The latest economic report card suggests the U.S. economy is losing some steam.
The Chicago Fed's National Activity Index, or CFNAI, registered -0.20 for March. This figure indicates that growth has dipped below its historical average. While it’s not a recession alarm—that typically requires a sustained reading below -0.70—it's a clear signal that the economy is cooling off.
So, what's behind this slowdown? The main culprit is a drop in industrial production. The factory output component of the index fell sharply, contributing -0.20 all by itself. This wasn't a total surprise, as orders for durable goods had been weak for several months, foreshadowing a slump in manufacturing activity.
But here’s where the story gets complicated. While production was falling, inflation was rising. The Consumer Price Index (CPI) jumped in March, pushed higher by a spike in energy prices that sent gasoline over $4 a gallon. This price shock squeezed household budgets, which is reflected in the weak contribution from the 'personal consumption and housing' category of the CFNAI.
The labor market provided a mixed picture. The economy added a solid 178,000 jobs. However, the average workweek got shorter, and the total hours worked actually declined slightly. This nuance helps explain why the employment component of the index was positive but only barely, adding just +0.02.
All of this data lands on the desk of the Federal Reserve, which is in a very tricky position. After cutting rates in late 2025, the Fed has been on hold. Recent meeting minutes showed some officials are even open to hiking rates again if inflation risks grow. This weaker growth report provides a strong counterargument to any potential rate hikes, reinforcing the Fed's current 'wait-and-see' approach. They are caught between slowing growth and stubborn inflation.
In essence, the March CFNAI report confirms a key tension in the economy.
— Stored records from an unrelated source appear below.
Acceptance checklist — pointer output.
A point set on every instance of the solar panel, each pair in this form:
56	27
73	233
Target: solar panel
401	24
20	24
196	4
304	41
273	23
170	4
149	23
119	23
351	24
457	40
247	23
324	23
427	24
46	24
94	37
The engine of production is sputtering, while the heat from inflation is still on. For now, this means the Fed is likely to stay on the sidelines, carefully watching to see which of these two forces wins out.
- Glossary
- CFNAI (Chicago Fed National Activity Index): An index designed to gauge overall economic activity and related inflationary pressure. It is a weighted average of 85 monthly indicators of national economic activity.
- Industrial Production (IP): A measure of output from the manufacturing, mining, and electric and gas utilities industries. It is a key indicator of the economy's health.
- FOMC (Federal Open Market Committee): The branch of the Federal Reserve System that determines the direction of monetary policy, primarily by setting the target for the federal funds rate.